Monday, July 6, 2009

Intramedullary spinal cord metastasis from ovarian cancer






Findings

The T1-WI shows an intramedullary lesion (Figure 1), with heterogeneous enhancing in the post-contrast sequence (Figure 2). In the T2-WI the lesion appears as heterogeneously hyperintense. The lesion is surrounded by edema.


Diagnosis: Intramedullary spinal cord metastasis from ovarian cancer


Intramedullary spinal cord metastases are rare, estimated at only 0.9-2.1% of all cancer patients at autopsy. However, only 0.1 – 0.4% of all cancer patients have clinically significant intramedullary metastatic disease. Lung metastases are most common, followed by breast cancer, renal cell carcinoma, melanoma and lymphoma. Ovarian carcinoma metastatic to the spinal cord is extremely rare with only a handful of cases reported in the literature.
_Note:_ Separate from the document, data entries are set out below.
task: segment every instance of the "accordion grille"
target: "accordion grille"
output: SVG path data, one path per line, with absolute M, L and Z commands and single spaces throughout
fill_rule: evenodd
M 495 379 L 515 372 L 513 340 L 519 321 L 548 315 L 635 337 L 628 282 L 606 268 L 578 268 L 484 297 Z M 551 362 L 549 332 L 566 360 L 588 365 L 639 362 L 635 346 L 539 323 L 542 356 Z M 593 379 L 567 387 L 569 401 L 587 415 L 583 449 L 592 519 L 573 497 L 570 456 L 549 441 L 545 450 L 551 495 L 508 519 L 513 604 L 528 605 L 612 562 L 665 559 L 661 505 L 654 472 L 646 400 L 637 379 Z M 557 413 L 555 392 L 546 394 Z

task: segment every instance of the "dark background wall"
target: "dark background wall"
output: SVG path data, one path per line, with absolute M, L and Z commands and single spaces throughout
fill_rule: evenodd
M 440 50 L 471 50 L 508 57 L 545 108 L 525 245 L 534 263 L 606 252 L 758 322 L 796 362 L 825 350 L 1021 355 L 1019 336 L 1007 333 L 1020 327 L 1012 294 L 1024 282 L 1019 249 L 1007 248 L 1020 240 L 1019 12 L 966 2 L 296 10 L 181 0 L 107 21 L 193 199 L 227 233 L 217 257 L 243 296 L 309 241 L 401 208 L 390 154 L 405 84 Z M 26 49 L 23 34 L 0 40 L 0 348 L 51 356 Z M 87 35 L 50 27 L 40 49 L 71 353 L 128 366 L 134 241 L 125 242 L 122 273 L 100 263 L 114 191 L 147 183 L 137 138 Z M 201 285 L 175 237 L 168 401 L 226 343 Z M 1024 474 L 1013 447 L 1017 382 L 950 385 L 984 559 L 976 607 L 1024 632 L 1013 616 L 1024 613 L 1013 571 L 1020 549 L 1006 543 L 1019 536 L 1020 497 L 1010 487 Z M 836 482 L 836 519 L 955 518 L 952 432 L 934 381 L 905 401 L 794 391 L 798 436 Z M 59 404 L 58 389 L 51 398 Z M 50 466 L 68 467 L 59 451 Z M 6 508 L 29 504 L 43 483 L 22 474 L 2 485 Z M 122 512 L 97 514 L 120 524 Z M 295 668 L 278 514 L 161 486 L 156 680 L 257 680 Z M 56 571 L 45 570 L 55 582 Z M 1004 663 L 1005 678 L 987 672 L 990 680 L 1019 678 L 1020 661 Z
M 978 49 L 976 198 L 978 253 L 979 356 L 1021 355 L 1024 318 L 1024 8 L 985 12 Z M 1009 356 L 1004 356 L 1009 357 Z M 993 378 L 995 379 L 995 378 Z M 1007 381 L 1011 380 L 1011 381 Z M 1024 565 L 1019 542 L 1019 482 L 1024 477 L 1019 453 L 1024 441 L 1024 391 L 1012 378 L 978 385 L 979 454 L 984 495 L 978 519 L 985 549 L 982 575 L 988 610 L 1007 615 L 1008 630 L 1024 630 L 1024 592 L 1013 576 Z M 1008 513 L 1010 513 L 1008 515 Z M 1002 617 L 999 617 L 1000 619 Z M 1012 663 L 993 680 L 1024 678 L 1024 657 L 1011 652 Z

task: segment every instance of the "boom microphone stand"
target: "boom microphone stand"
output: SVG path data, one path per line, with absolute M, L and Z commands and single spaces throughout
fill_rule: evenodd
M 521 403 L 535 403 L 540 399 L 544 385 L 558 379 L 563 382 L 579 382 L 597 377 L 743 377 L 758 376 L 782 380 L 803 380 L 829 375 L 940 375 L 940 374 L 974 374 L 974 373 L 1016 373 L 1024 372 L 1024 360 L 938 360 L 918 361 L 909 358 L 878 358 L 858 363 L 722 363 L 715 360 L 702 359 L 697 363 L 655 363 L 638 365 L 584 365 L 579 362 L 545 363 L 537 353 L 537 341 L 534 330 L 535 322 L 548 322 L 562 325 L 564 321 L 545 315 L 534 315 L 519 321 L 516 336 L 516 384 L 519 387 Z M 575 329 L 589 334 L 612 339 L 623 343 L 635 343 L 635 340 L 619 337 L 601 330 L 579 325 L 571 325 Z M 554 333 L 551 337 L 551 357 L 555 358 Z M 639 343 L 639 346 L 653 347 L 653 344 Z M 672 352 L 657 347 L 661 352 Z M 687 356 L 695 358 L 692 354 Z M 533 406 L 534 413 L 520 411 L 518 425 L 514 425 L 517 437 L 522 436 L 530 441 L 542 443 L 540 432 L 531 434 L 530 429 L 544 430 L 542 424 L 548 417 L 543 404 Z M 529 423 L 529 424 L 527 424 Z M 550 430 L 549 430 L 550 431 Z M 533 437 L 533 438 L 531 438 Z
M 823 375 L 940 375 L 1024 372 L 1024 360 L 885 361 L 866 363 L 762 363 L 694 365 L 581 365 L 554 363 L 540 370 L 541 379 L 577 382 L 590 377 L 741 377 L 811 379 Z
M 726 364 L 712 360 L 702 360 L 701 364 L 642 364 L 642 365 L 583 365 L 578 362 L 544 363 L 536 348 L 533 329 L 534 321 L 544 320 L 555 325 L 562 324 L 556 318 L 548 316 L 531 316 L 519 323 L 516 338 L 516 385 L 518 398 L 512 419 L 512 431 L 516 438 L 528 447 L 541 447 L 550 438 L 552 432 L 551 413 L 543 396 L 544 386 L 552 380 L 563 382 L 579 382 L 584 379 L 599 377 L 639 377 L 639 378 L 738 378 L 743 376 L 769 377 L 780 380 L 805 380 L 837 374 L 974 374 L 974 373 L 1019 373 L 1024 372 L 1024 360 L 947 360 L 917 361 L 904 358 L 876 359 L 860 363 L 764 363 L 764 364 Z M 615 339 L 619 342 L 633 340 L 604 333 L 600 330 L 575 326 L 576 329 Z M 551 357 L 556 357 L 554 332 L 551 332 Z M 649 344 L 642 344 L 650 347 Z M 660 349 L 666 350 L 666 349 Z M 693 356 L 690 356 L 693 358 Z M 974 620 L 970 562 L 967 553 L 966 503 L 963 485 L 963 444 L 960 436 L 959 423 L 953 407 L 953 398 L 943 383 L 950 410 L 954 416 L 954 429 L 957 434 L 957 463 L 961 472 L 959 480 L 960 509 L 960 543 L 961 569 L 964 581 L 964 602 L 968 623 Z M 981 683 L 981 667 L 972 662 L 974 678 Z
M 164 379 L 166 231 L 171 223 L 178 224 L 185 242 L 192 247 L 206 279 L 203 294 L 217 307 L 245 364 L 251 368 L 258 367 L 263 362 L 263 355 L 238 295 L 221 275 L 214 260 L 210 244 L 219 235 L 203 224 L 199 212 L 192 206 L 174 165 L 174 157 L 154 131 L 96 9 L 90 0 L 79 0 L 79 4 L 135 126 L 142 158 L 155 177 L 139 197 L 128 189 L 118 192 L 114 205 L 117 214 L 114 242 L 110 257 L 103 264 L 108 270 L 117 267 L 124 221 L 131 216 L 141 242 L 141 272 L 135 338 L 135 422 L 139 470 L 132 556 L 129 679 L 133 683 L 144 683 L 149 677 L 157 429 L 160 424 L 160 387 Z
Lesions are usually single (75%), two lesions found in 20% of cases and multiple in 5%. However, the majority of patients will have systemic metastases at the time of diagnosis. The cervical cord is most commonly involved; however, there can be involvement of all portions of the cord.

Common presenting symptoms include weakness, sensory loss, sphincter dysfunction, backache and radicular pain. One-quarter of patients may present with Brown-Sequard syndrome.

Pathogenesis is poorly understood. The most accepted route is hematogenous spread, both arterial and through Batson’s venous plexus. Other proposed mechanisms include meningeal carcinomatosis with infiltration of cells into the cord and direct invasion from contiguous structures.

Treatment is generally palliative and may consist of radiation, steroids and chemotherapy. Microsurgical resection has been attempted in select cases. Prognosis is uniformly poor with only 10% of patients living longer than 6 months after presentation.